Israel And The Church. Mutually Exclusive?

Q. In the Bible study of the last chapter in Daniel, you commented that God does not work with both the church and Israel at the same time.

I kinda disagree with you, and you are invited to disagree with me too. There is two occasions that God did in fact work with Israel and the Church. The first time was between the first day of the creation of the Church at Pentecost to the destruction of the Temple 70 AD, and between the re-establishment of the nation of Israel (1948 or 1967 when Jerusalem became under Israel control) to the Rapture of the Church. These in my view is when Israel and the Church co-exist. In both case the duration was and will be short lived.

A. During the time between Pentecost and the destruction of the Temple Israel existed but received no favor from God.

For example, each Yom Kippur when they brought the goat to be sacrificed for the sins of the people, they tied a scarlet ribbon from the horn of the goat to the door of the temple. Before taking the goat into the wilderness to be killed they snipped the ribbon leaving part on the temple and part on the goat’s horn. Each year as the goat died the ribbon on the temple door turned from red to white in fulfillment of Isaiah 1:18

Come now, and let us reason together, saith the LORD: though your sins be as scarlet, they shall be as white as snow.

This was the confirmation that their sins had been set aside. In the 38 years between the cross and the Temple’s destruction the ribbon never turned white.

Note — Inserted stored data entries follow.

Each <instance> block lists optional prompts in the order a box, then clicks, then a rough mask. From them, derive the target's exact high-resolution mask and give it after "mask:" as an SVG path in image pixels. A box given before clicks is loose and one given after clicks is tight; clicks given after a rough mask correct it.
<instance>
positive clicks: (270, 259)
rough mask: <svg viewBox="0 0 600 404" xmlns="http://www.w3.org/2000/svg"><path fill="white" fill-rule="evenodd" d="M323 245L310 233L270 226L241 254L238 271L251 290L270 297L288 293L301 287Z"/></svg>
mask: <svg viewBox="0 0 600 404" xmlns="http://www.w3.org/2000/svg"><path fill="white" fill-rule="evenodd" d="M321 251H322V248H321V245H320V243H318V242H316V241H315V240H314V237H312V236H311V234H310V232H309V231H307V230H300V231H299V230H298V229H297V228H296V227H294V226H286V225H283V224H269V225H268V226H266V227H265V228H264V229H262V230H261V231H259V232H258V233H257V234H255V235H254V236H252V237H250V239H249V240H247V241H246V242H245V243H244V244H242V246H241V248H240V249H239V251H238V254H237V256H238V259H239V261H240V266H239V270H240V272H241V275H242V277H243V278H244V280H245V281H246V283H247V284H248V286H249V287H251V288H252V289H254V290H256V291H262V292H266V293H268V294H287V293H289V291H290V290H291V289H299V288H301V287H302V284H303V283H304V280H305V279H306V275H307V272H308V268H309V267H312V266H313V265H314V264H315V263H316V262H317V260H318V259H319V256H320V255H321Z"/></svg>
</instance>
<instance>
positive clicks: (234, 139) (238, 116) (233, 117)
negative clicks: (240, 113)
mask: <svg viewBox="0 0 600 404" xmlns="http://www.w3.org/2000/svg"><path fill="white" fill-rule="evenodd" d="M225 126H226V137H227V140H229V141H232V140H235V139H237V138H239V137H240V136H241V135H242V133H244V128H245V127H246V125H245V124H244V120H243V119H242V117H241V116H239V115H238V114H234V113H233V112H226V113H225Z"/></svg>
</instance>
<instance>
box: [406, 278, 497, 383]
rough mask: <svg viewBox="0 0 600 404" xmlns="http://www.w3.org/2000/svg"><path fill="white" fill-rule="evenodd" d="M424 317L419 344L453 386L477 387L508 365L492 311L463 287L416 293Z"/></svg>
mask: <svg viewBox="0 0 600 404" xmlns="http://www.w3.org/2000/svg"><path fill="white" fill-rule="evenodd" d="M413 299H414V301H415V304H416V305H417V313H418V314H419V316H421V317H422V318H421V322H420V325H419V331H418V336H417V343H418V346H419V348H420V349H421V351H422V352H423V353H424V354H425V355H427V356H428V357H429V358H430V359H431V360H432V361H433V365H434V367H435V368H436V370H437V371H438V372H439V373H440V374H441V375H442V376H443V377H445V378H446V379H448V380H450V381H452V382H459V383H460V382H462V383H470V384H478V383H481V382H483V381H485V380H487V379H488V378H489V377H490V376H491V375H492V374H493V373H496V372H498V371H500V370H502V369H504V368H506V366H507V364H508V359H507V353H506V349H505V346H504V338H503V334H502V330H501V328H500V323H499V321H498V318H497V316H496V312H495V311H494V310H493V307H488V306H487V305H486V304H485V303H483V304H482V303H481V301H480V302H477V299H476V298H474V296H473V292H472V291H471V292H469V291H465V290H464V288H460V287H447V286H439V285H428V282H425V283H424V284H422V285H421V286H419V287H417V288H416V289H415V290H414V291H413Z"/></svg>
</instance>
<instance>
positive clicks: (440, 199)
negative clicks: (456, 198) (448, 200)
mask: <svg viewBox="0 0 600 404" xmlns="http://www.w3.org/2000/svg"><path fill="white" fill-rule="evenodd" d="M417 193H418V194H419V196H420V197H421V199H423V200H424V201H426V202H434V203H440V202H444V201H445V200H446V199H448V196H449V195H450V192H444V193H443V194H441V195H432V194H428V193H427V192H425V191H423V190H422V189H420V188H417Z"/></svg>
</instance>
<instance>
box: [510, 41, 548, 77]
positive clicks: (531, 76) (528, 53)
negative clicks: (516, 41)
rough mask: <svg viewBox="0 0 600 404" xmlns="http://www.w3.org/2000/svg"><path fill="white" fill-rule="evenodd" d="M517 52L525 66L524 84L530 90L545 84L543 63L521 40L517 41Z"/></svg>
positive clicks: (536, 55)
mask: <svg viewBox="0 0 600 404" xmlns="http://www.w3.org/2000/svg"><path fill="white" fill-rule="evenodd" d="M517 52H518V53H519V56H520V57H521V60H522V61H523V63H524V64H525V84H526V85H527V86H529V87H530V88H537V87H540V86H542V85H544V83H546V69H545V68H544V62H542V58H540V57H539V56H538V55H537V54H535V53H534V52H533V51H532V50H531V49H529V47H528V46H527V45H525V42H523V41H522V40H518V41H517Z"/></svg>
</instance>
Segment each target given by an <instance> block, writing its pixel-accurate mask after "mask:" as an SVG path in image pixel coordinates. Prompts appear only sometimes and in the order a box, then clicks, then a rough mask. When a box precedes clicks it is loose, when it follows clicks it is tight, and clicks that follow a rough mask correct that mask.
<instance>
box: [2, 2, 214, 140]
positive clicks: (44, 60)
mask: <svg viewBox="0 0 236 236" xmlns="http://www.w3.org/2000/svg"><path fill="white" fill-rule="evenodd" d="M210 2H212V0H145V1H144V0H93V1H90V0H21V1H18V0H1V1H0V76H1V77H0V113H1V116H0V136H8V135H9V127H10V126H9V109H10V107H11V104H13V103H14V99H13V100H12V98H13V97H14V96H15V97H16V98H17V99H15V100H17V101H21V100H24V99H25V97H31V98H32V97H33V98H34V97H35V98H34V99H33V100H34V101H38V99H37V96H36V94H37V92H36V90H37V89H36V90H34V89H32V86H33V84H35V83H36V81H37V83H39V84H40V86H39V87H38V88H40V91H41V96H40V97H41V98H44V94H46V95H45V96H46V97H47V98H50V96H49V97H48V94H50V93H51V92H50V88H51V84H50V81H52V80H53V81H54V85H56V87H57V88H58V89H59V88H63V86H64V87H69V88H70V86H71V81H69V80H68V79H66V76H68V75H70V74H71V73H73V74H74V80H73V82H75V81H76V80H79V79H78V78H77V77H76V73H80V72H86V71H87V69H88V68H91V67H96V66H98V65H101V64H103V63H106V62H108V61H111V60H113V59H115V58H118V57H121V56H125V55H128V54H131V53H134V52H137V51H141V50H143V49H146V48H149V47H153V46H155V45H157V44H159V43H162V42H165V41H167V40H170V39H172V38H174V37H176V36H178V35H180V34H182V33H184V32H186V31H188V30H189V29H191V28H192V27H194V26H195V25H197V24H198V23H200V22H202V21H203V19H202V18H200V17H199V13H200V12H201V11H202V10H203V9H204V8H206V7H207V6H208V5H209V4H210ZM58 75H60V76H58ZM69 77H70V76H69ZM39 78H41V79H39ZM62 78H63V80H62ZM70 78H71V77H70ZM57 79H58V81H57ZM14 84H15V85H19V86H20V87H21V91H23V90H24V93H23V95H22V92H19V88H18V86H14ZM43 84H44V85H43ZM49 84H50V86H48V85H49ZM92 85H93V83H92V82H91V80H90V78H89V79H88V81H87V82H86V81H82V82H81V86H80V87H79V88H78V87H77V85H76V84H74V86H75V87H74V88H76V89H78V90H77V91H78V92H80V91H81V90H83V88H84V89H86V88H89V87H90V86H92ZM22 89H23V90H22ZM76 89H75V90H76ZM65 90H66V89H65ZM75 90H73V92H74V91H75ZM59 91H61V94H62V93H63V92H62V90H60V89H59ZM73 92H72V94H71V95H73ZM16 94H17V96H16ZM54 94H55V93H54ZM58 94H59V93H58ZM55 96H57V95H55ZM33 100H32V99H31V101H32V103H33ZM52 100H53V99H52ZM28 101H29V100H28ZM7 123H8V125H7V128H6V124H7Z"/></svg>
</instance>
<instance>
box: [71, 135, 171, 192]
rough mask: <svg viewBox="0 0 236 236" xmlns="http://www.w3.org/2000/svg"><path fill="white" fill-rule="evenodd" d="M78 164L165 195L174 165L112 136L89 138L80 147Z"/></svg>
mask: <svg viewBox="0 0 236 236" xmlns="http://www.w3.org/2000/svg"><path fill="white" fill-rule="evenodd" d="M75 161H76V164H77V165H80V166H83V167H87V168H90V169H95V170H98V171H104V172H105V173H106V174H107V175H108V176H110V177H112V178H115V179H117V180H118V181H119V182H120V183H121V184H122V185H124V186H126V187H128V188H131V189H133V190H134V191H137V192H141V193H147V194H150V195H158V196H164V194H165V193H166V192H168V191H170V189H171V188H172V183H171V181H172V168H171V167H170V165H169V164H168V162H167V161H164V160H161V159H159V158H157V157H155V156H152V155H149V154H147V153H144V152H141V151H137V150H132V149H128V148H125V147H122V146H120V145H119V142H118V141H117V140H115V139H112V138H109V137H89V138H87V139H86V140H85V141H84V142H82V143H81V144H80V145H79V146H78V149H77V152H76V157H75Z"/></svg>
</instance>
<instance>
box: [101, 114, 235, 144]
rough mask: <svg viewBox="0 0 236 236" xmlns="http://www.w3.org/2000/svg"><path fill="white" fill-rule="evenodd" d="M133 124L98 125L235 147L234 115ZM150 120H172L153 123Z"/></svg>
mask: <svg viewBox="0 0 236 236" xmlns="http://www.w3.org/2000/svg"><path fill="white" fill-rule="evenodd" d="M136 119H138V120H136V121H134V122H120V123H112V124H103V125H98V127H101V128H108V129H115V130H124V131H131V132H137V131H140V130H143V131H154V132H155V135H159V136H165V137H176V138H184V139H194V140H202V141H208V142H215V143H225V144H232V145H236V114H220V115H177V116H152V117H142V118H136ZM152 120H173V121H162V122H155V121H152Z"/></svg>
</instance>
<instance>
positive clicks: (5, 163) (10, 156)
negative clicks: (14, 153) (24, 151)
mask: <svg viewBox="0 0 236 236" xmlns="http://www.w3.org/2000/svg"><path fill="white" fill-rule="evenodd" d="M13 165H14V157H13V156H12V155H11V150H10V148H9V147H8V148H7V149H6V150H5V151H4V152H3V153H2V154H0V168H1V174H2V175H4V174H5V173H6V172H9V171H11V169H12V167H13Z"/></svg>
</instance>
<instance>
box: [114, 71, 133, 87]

Also during that time the 7th lamp on the menorah would not stay lit and the door of the Temple would not stay closed. Seven is the number of divine completion and six is the number of man, incomplete without God. So when the lamp would not stay lit, it was a signal that God was no longer with them. The door not staying shut was a sign that the Temple would soon be burned as foretold in Zech. 11:1.

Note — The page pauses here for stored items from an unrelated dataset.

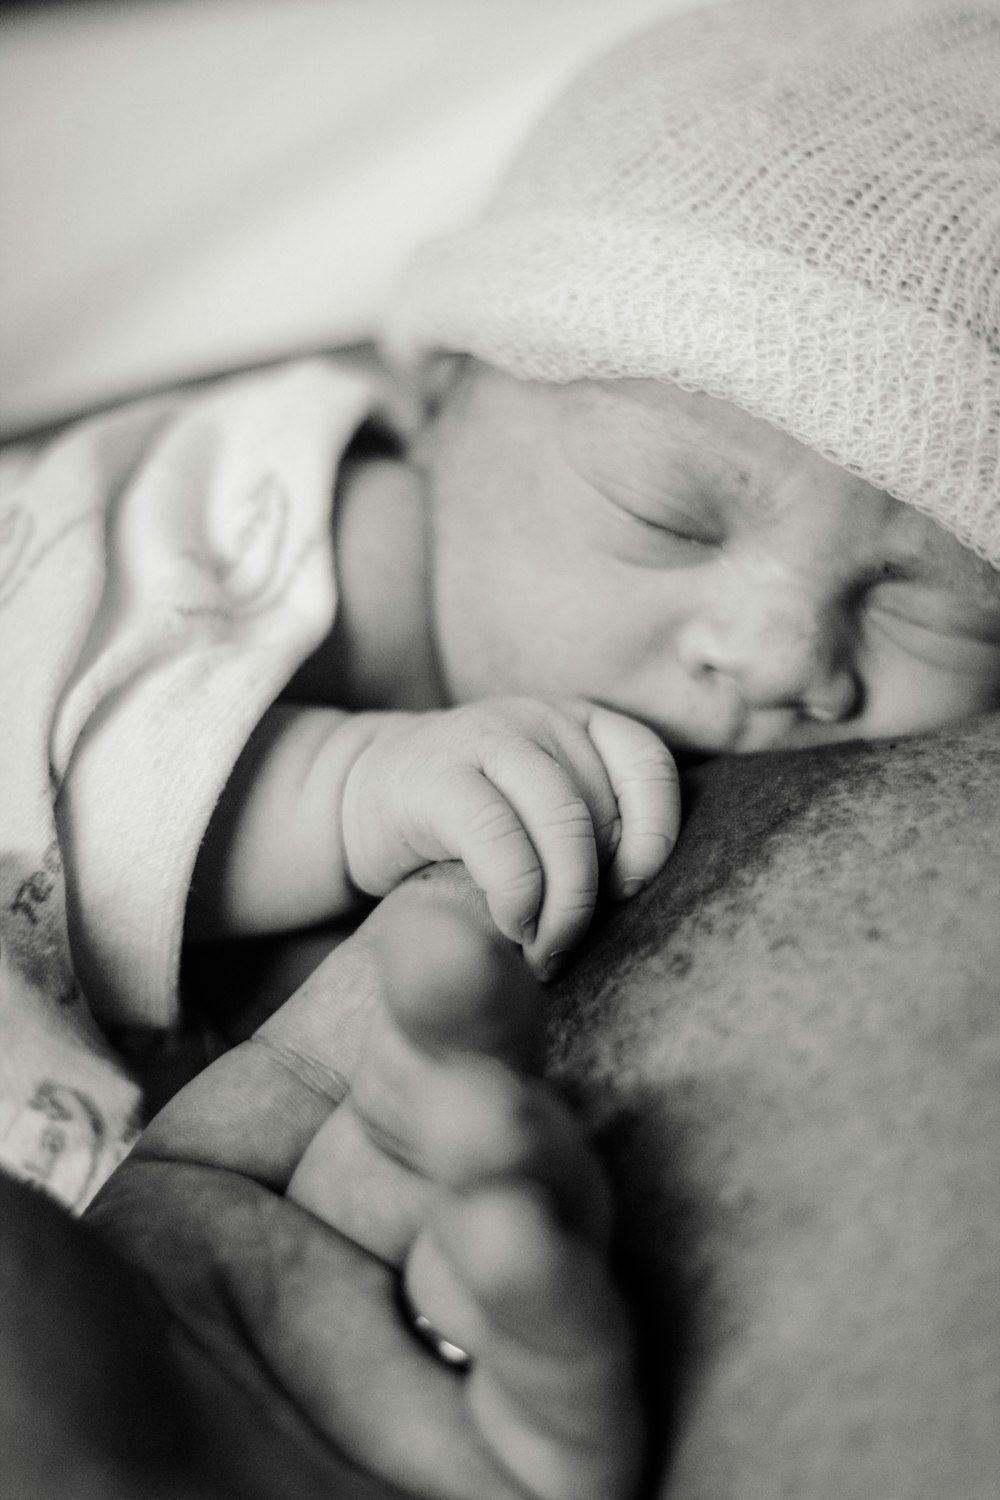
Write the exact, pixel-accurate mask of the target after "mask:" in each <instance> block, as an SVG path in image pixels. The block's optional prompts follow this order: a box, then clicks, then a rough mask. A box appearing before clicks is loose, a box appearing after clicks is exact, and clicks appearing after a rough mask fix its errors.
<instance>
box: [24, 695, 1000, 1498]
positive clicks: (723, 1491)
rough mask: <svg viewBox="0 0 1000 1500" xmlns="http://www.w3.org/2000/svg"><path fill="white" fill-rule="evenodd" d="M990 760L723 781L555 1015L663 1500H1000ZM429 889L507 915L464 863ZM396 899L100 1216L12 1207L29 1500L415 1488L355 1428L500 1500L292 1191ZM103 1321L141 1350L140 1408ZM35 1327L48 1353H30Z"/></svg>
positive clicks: (972, 754)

“Open your doors, O Lebanon, so that fire may devour your cedars!”

All the wood work in the Temple including the doors was made of cedar from Lebanon. The delay between the Lord’s death and the Temple’s destruction was to give the people one last chance to accept the Messiah and be saved, and many did. But in God’s view, Israel had ceased to exist as of Matt. 23:38-39.

Look, your house is left to you desolate. For I tell you, you will not see me again until you say, ‘Blessed is he who comes in the name of the Lord.'”

The same holds true in our time. Israel exists but is not in covenant with God, giving the gentiles one last chance to be born again. Before Israel renews the covenant following the Battle of Ezekiel 38 the church will have to disappear.